5.2. SAMPLE QUALITY OF IMPLICIT MODEL

Sample Quality for Generated Images. We calculate the Inception Score (IS) and Fréchet Inception Distance (FID) to measure the sample quality on CIFAR-10. As shown in Table 1 , Joint-W outperforms other competitors by 0.2 and achieves 5.6% improvement over WGAN-GP w.r.t IS. As for FID, Joint-W slightly outperforms WGAN-GP and beats energy-based GAN and variational annealing regularized WGAN over a large margin. One possible reason is that these methods both consider entropy regularization which encourages diversity of generated samples but will have a negative effect on sample quality. Stein Bridging can overcome this issue via joint training with explicit model. The performance of DGM tends to be much worse than others. In practice, DGM is hard for convergence and suffers from severe instability in training. Model Performance in Contaminated or Limited Data. As further discussions, we highlight that Stein Bridging has promising power in some extreme cases where the training sample are contaminated or limited. We consider noised data scenario and randomly add n noise points sampled from Gaussian distribution N (0, σ 0 I) where σ 0 = 2 to the original true samples in Two-Circle dataset.
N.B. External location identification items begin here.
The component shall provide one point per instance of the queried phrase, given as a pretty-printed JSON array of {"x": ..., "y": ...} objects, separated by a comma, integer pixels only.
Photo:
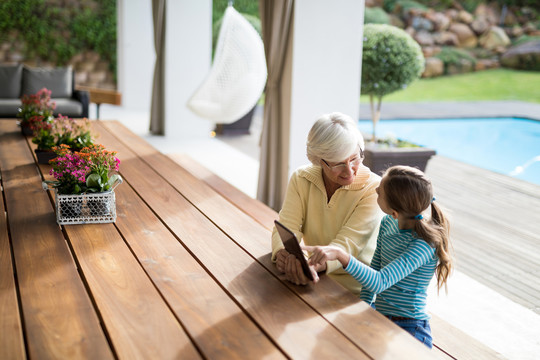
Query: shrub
[
  {"x": 376, "y": 15},
  {"x": 391, "y": 60}
]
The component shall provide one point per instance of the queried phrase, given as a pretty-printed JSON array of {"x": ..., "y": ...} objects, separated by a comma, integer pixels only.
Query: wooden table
[{"x": 183, "y": 273}]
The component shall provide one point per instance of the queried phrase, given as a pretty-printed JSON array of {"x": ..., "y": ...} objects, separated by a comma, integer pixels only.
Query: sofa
[{"x": 18, "y": 80}]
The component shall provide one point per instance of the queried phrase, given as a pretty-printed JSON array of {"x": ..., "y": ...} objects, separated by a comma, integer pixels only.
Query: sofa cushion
[
  {"x": 58, "y": 81},
  {"x": 68, "y": 107},
  {"x": 9, "y": 107},
  {"x": 10, "y": 80}
]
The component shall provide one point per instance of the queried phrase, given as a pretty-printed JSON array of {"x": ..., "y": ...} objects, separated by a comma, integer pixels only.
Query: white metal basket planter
[{"x": 85, "y": 208}]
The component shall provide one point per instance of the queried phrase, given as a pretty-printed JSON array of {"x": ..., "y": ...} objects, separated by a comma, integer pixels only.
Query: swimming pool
[{"x": 509, "y": 146}]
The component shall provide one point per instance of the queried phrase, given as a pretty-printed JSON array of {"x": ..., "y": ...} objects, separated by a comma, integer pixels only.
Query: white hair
[{"x": 334, "y": 137}]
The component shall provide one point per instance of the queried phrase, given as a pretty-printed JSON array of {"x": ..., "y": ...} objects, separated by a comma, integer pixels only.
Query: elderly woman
[{"x": 331, "y": 202}]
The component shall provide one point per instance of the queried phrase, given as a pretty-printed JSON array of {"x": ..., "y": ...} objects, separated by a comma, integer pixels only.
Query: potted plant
[
  {"x": 52, "y": 132},
  {"x": 84, "y": 184},
  {"x": 391, "y": 60},
  {"x": 38, "y": 104},
  {"x": 101, "y": 177}
]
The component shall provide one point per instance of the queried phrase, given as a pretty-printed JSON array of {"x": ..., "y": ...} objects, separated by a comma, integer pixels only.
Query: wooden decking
[{"x": 495, "y": 227}]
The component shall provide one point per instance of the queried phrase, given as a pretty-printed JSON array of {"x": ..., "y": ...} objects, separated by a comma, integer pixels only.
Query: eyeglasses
[{"x": 345, "y": 165}]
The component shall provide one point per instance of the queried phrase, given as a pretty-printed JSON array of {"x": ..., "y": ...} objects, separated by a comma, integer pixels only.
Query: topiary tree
[{"x": 391, "y": 60}]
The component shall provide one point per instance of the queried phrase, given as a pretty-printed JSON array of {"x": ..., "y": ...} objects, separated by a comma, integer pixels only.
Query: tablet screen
[{"x": 293, "y": 247}]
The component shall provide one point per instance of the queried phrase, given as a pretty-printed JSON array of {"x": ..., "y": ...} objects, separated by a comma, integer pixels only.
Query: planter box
[
  {"x": 87, "y": 208},
  {"x": 379, "y": 159}
]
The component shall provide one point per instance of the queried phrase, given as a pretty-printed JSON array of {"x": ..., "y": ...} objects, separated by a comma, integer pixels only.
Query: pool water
[{"x": 509, "y": 146}]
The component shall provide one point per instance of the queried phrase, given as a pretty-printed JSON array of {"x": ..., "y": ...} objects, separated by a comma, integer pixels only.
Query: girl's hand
[
  {"x": 287, "y": 263},
  {"x": 322, "y": 254},
  {"x": 281, "y": 260}
]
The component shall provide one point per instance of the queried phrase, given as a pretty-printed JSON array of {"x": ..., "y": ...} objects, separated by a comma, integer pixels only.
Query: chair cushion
[
  {"x": 68, "y": 107},
  {"x": 9, "y": 107},
  {"x": 10, "y": 80},
  {"x": 58, "y": 81}
]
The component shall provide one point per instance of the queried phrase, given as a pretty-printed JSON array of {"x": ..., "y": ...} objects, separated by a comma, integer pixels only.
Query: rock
[
  {"x": 465, "y": 35},
  {"x": 420, "y": 23},
  {"x": 446, "y": 38},
  {"x": 452, "y": 14},
  {"x": 490, "y": 13},
  {"x": 510, "y": 19},
  {"x": 465, "y": 17},
  {"x": 463, "y": 66},
  {"x": 434, "y": 67},
  {"x": 523, "y": 57},
  {"x": 81, "y": 77},
  {"x": 480, "y": 25},
  {"x": 396, "y": 21},
  {"x": 440, "y": 21},
  {"x": 424, "y": 38},
  {"x": 493, "y": 38},
  {"x": 430, "y": 51}
]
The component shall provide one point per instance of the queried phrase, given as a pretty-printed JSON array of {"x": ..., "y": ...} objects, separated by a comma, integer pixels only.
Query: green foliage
[
  {"x": 454, "y": 56},
  {"x": 391, "y": 60},
  {"x": 56, "y": 33},
  {"x": 376, "y": 15},
  {"x": 487, "y": 85}
]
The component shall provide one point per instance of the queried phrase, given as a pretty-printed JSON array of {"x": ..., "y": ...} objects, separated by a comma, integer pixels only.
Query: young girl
[{"x": 411, "y": 247}]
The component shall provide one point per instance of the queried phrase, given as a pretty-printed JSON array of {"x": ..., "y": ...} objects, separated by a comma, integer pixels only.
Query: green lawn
[{"x": 497, "y": 84}]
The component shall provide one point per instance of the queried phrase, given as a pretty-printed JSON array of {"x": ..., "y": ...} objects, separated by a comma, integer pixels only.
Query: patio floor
[{"x": 494, "y": 294}]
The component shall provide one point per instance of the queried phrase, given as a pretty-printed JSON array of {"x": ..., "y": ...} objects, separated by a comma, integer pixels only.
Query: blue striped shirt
[{"x": 400, "y": 272}]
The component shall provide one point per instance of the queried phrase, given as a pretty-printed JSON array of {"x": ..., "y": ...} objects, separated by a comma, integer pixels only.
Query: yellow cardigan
[{"x": 350, "y": 220}]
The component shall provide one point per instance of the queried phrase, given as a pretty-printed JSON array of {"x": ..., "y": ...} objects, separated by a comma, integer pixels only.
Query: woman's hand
[
  {"x": 288, "y": 263},
  {"x": 321, "y": 254}
]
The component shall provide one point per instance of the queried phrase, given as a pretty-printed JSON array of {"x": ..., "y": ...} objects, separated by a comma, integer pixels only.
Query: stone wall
[
  {"x": 486, "y": 34},
  {"x": 90, "y": 69}
]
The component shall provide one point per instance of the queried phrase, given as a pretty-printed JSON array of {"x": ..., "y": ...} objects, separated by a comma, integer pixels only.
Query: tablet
[{"x": 293, "y": 247}]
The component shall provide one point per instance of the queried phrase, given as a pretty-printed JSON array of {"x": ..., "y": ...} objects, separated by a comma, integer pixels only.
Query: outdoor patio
[{"x": 494, "y": 295}]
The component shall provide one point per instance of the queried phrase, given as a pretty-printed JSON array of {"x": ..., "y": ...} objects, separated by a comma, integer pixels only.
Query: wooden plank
[
  {"x": 294, "y": 326},
  {"x": 216, "y": 324},
  {"x": 139, "y": 323},
  {"x": 256, "y": 209},
  {"x": 448, "y": 339},
  {"x": 11, "y": 341},
  {"x": 236, "y": 224},
  {"x": 448, "y": 336},
  {"x": 125, "y": 296},
  {"x": 59, "y": 318},
  {"x": 493, "y": 227},
  {"x": 102, "y": 96}
]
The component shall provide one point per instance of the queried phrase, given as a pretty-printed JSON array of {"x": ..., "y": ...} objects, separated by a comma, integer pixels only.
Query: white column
[
  {"x": 326, "y": 69},
  {"x": 136, "y": 54},
  {"x": 187, "y": 63}
]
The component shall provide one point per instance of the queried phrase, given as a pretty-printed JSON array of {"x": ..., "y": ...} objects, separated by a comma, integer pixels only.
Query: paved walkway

The results on noised dataset are presented in Fig. 8 (a) where we set noise ratio n = [40, 100, 160, 300, 400, 600, 800, 1000] and report the HSRs of Joint-W and WGAN-GP. The noise ratio in data impacts the performance of WGAN-GP and Joint-W, but comparatively, the performance decline of Joint-W is less insignificant than WGAN-GP, which indicates better robustness of joint training w.r.t. noised data. [100, 200, 300, 500, 700, 1000, 2000] in Two-Spiral dataset and report the AUC of Joint-W and DEM. When sample size decreases from 2000 to 100, the AUC value of DEM declines dramatically, showing its dependency on sufficient training samples. By contrast, the AUC of Joint-W exhibits a small decline when the sample size is more than 500 and suffers from an obvious decline when it is less than 300. Such phenomenon demonstrates its lower sensitivity to data size.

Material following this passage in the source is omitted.